Locating the Disk Editor Files

If you have Norton SystemWorks, SystemWorks Professional, or Norton Utilities for Windows, you have the Norton Disk Editor. To determine if its installed on your system, look in the Norton Utilities folder under the Program Files folder for the following files:

DISKEDIT.EXE and DISKEDIT.HLP

If you dont find these files on your hard disk, you can run them directly from the Norton installation CD. If you have SystemWorks or SystemWorks Professional, look for the CD folder called, "NU," to locate these files.

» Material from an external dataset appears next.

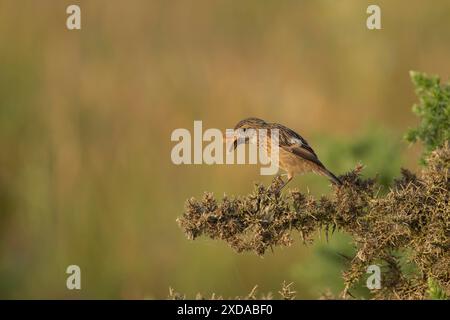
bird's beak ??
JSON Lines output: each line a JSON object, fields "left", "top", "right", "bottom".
{"left": 223, "top": 131, "right": 241, "bottom": 152}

DISKEDIT is a DOS command line-based program, and it is designed primarily to access FAT-based file systems such as FAT12 (floppy disks), FAT16 (MS-DOS and early Windows 95 hard disks), and FAT32 (Windows 95B/Windows 98/Me hard disks). You can use DISKEDIT with the NTFS-based file systems usually found in Windows NT, Windows 2000, and Windows XP. Unfortunately, the file viewing functions will work only if you prepared the hard disks with the FAT16 or FAT32 file systems. On the other hand, DISKEDIT works fine as a pure sector editor no matter what file system is used on the drive, and is still extremely useful even on NTFS-format drives.

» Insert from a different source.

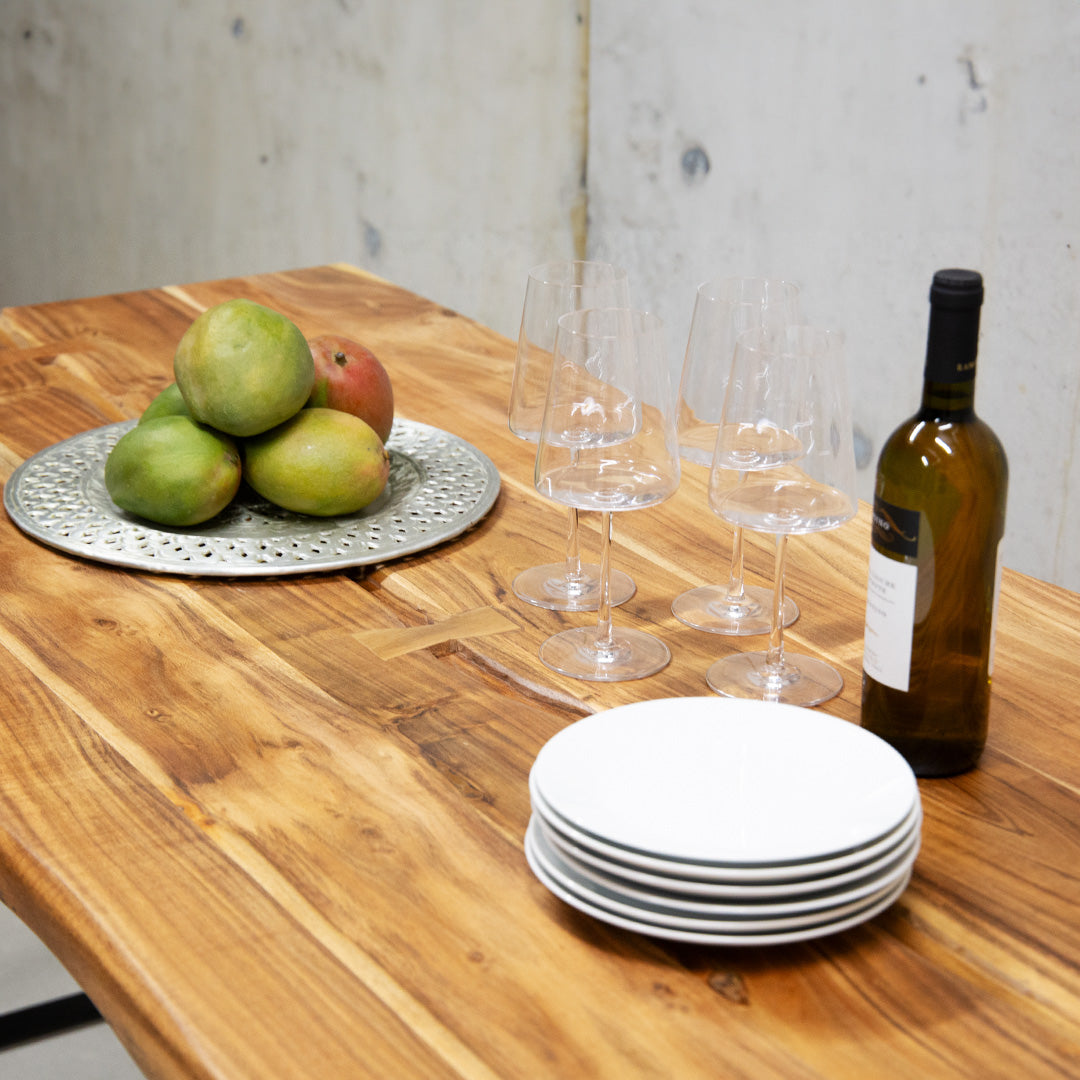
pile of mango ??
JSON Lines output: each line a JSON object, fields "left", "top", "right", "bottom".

For example, I recently used DISKEDIT to recover an entire 120GB hard drive that was originally formatted using NTFS under Windows XP. The drive was mounted in a Firewire external enclosure and connected to a system when Windows suddenly was unable to read it, recognizing the drive as new/unformatted and offering to format it instead! All of the files and data seemed lost. This was quite horrifying to the user, a student who had several semesters' worth of multimedia and web design projects stored on the drive.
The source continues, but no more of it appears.